The GPS III Space Vehicle 01 is now receiving and responding to commands from Lockheed Martin’s Launch and Checkout Center at the company’s Denver facility.
“In the coming days, GPS III SV01 will use its liquid apogee engines to climb into its operational orbit about 12,550 miles above the earth,” said Johnathon Caldwell, Lockheed Martin’s vice president for navigation systems.
“We will then send it commands to deploy its solar arrays and antennas, and begin on-orbit checkout and tests, including extensive signals testing with our advanced navigation payload provided by Harris Corporation.”
GPS III SV01 is the first of an entirely new, next generation GPS satellite designed to modernise the GPS constellation. It is expected that spacecraft life will extend to 15 years, 25 percent longer than any of the GPS satellites on-orbit today. GPS III’s new L1C civil signal will also make it the first GPS satellite broadcasting a compatible signal with other international global navigation satellite systems, like Europe’s Galileo, improving connectivity for civilian users.
Once operational, GPS III SV01 will join the 31 satellite strong GPS constellation, which provides positioning, navigation and timing services to more than four billion civil, commercial and military users.
Lockheed Martin developed GPS III and manufactured GPS III SV01 at its GPS III Processing Facility near Denver. GPS III SV01 is the first of 10 GPS III satellites originally ordered by the US Air Force. GPS III SV03-08 are now in various stages of assembly and test.

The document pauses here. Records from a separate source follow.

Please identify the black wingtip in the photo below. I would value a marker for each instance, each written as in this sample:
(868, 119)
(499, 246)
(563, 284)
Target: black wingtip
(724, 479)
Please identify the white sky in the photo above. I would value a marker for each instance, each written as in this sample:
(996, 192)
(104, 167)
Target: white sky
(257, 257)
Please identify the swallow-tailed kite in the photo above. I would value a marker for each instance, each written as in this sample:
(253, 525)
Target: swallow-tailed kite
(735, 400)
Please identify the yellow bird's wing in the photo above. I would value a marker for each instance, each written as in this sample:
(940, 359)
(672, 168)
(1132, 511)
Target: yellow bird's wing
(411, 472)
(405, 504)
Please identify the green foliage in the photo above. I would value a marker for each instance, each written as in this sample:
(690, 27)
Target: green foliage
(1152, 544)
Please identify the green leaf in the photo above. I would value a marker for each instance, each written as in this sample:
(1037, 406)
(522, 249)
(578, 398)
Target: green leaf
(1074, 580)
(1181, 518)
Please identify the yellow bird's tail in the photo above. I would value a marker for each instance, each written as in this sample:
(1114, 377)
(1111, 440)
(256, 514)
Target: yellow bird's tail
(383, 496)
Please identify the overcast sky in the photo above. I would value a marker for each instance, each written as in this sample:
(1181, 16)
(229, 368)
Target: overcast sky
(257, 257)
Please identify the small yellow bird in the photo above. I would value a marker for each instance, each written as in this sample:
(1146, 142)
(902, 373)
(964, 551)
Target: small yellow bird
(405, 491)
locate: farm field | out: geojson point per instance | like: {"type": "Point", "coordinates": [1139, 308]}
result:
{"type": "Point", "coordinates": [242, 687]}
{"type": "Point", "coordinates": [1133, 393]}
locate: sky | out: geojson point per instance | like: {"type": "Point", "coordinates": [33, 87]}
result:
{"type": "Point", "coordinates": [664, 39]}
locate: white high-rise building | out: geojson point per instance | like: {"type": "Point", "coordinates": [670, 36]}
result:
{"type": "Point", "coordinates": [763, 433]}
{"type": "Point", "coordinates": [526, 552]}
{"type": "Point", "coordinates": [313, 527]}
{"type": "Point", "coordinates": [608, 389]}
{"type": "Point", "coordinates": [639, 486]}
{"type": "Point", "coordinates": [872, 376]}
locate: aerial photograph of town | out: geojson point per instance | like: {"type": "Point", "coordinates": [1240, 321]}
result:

Air Force and Lockheed Martin engineers are controlling GPS III SV01’s launch and checkout test using elements of the GPS Next Generation Operational Control System (OCX) Block 0. Satellite control and operations are expected to shift to the US Air Force’s current Operational Control Segment when GPS III Contingency Operations upgrades are fully implemented later this year.
“This is the Air Force’s first GPS III, so we are excited to begin on-orbit test and demonstrate its capabilities,” Caldwell said. “By this time next year, we expect to also have a second GPS III on orbit and users should be receiving signals from this first satellite.”